Il cambio di approccio del giudice nazionale che, nel maggio 2013, aveva concesso al candidato l’autorizzazione a sottoporsi ad un intervento chirurgico di mutamento di sesso, anche se aveva ancora la capacità di procreare, confermava quella conclusione.

Nel negare al ricorrente, per molti anni, la possibilità di sottoporsi ad una tale operazione, lo Stato ha quindi violato il diritto dello stesso al rispetto della sua vita privata.

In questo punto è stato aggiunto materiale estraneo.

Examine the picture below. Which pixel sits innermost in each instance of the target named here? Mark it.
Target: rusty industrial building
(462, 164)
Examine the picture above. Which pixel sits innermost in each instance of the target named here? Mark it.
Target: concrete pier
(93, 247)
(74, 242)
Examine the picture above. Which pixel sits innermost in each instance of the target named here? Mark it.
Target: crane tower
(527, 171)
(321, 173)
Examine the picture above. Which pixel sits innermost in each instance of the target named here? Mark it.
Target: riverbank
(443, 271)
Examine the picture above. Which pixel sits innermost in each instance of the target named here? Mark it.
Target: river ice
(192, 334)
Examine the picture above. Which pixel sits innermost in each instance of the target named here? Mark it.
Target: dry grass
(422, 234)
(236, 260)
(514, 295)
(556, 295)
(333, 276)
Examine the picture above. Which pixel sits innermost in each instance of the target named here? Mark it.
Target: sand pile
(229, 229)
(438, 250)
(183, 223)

Conclusione: violazione (all’unanimità).

Articolo 41: EUR 7.500,00 a titolo di danno non patrimoniale.

(Il presente caso riguarda la compatibilità con l’articolo 8 delle condizioni imposte ad una persona che desidera cambiare sesso. Per i casi precedenti, in cui è stato chiesto alla Corte di accertare se le restrizioni imposte su transessuali operati nell’esercizio dei loro diritti sanciti dall’articolo fossero o meno giustificate, si veda, ad esempio, Christine Goodwin c. Regno Unito [GC], 28957/95, 11 luglio 2002, Nota d’informazione 44; Van Kück c. Germania, 35968/97, 12 giugno 2003, Nota d’informazione 54; e Hämäläinen c. Finlandia [GC], 37359/09, 16 luglio 2014, Nota d’informazione 176.)